Injury site-targeted complement inhibition prevents the formation of visual deficits in the ipsilateral eye after controlled cortical impact. (a) Treatment paradigm. CR2-Crry (16 mg/kg) or saline was administered via i.v. tail vein injection one hour after CCI. Behavioral testing was performed at the timepoints indicated. (b) Acute inhibition of complement activation preserved visual function in the ipsilateral eye, as measured by the optomotor response. (c) Animals almost always step away from the cliff when it is in their ipsilateral field of vision. (d) Both vehicle and CR2-Crry-treated animals step toward the cliff or safe sides with equal frequency when the cliff is in their contralateral field of vision. (e) Acute inhibition of complement activation significantly reduced time to find the escape hole in the Barnes maze. b-e one-way ANOVA with Tukey correction for multiple comparisons. *p<0.05, **p<0.01, ***p<0.001. Error bars = mean ± s.e.m.

Figure 6

Microglia in the contralateral dLGN still internalize VGLUT2+ synapses and C3 and display morphological features indicative of activation along with increased numbers at a chronic timepoint. (a) Representative microglial reconstructions with internalized VGLUT2 (green) and C3 (red), and microglial morphology (IBA1, magenta).

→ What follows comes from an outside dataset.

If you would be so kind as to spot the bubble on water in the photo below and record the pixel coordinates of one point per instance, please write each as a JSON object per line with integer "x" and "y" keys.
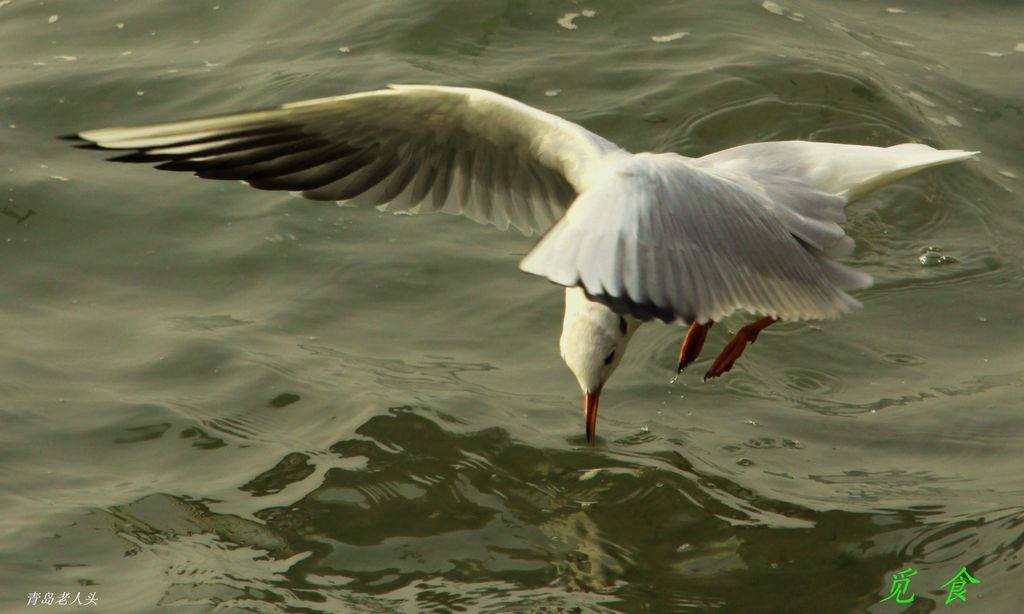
{"x": 772, "y": 7}
{"x": 668, "y": 38}
{"x": 931, "y": 256}
{"x": 566, "y": 20}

Scale bar = 10 μm. (b) Microglia filament length to volume ratio in the contralateral dLGN. (c) Microglia count per 63x high power field. (d) Microglial internalization of C3 and (d) microglial internalization of VGLUT2 in the contralateral dLGN. B, d-e one-way ANOVA with Tukey correction for multiple comparisons. c t-test. *p<0.05, **p<0.01, ***p<0.001, ****p<0.0001. Error bars = mean ± s.e.m.

Figure 7

Synaptic density in the contralateral dLGN is preserved by complement inhibition. (a) Representative images showing VGLUT2 (green) and PSD95 (magenta) colocalization within the contralateral dLGN. Scale bar = 5 μm. (b) Proportion of VGLUT2 puncta within 0.2 μm of PSD95 puncta. (c) Total volume overlapped between VGLUT2 and PSD95. t-test, *p<0.05. Error bars = mean ± s.e.m.

Figure 8

Controlled cortical impact does not cause appreciable changes in retinal thickness, but does result in increased complement staining in the retina contralateral to injury. (a) There is an increase in C3 staining intensity in the contralateral eye, both in the inner retina and full thickness retina, that is reduced by complement inhibition. There are no significant differences detected in the ipsilateral retina. (b) There are no significant changes in the thickness of the retinal nerve fiber layer of either eye at 42 days after injury, as measured by optical coherence tomography in living animals.